North Carolina recently switched to partisan elections, and, not surprisingly, Republicans now have a 6-1 edge on the state’s highest court. You can imagine the results in 20 or so states where Democrats are much less viable statewide than they are in the Tarheel State.
Red states need partisan elections to address incumbent judges running for re-election. Most states currently use retention ballots or nonpartisan elections. Only Texas, Louisiana, Alabama, Ohio, and North Carolina hold regular partisan elections for supreme or appellate court judges. Indiana holds partisan elections for additional terms of trial judges.

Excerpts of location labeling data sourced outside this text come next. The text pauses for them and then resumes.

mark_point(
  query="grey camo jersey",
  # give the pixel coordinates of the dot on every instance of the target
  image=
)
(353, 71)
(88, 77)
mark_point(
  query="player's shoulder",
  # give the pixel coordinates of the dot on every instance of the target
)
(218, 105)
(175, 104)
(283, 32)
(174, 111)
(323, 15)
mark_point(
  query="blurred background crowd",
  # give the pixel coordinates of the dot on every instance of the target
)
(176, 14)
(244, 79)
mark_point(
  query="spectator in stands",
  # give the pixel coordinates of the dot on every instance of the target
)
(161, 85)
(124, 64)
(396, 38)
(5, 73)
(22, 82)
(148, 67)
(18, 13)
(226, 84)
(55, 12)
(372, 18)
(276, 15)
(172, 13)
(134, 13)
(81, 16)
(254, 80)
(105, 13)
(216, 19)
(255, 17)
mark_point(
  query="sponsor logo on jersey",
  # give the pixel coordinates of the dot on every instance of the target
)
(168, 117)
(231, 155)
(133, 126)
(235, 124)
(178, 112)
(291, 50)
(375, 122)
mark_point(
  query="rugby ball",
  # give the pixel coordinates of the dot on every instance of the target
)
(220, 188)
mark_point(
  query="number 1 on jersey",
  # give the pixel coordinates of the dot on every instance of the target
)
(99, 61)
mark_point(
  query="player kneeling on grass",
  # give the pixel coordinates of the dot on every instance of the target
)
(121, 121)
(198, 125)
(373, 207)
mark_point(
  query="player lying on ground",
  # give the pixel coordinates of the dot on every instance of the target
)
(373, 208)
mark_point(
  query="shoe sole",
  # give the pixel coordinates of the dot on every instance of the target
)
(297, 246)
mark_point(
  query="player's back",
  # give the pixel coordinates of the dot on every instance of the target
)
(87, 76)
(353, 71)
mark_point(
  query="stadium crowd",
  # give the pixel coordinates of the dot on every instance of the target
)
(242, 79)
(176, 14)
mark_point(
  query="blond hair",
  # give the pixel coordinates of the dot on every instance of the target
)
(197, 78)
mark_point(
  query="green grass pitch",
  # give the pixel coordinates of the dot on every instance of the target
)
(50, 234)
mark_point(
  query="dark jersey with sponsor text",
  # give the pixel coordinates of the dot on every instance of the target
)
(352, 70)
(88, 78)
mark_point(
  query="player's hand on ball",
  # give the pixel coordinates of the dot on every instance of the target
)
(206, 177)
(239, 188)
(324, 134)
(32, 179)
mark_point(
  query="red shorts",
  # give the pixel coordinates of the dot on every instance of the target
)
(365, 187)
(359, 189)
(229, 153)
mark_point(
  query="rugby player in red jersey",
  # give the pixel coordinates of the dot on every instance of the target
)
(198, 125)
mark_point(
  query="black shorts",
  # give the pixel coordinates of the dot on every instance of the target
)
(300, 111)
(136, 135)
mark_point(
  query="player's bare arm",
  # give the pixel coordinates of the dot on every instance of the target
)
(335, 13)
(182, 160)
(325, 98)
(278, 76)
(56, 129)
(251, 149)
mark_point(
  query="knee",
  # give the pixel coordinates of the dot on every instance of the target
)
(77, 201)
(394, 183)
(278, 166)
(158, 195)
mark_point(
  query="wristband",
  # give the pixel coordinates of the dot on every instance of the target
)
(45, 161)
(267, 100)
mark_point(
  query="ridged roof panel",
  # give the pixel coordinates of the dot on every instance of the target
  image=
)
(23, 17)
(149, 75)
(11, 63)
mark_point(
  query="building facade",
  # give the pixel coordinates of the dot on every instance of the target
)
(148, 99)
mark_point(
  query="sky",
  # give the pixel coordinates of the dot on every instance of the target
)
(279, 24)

Every other state uses retention ballots, nonpartisan elections, or a selection process for renomination. Red states should require liberal judges to stand for re-election under partisan labels so that voters know who they are voting for.
It’s clear that voters in red states will avoid candidates labeled as Democrats. This is why the left cannot push its agenda through representative democracy in these states. Instead, they rely on nonpartisan selection commissions, nonpartisan labels, or confusing ballot initiatives.
In fact, the left is pushing ballot initiatives to circumvent legislatures and implement its agenda. And when those initiatives are challenged in court, red state liberal judges side with the left every single time.
State judges in Missouri and Nebraska recently allowed vague abortion amendments to remain on the ballot. In North Dakota, a state court overruled the legislature, nullifying the state’s pro-life law. Meanwhile, in Utah, where conservatives sought to pass a ballot initiative empowering the legislature to regulate the effects of ballot initiatives, the judiciary took a different approach. Utah’s 3rd District Court Judge Dianna Gibson blocked Amendment D, calling it “false and misleading.”
This judicial action contrasts with decisions in other states where vague ballot initiatives have been allowed on the November ballot. Here, the judiciary’s role has been to empower direct democracy as a way to bypass representative democracy, the governance model our founders designed.
Several decades ago, George Soros recognized the power of targeting local judges, prosecutors, city councils, and ballot initiatives. By focusing on these areas, he gained significant influence across all 50 states. This strategy has proven largely successful.
If conservatives don’t address the problem of the red-state judiciary, electing the best state legislators in primaries will be an exercise in futility.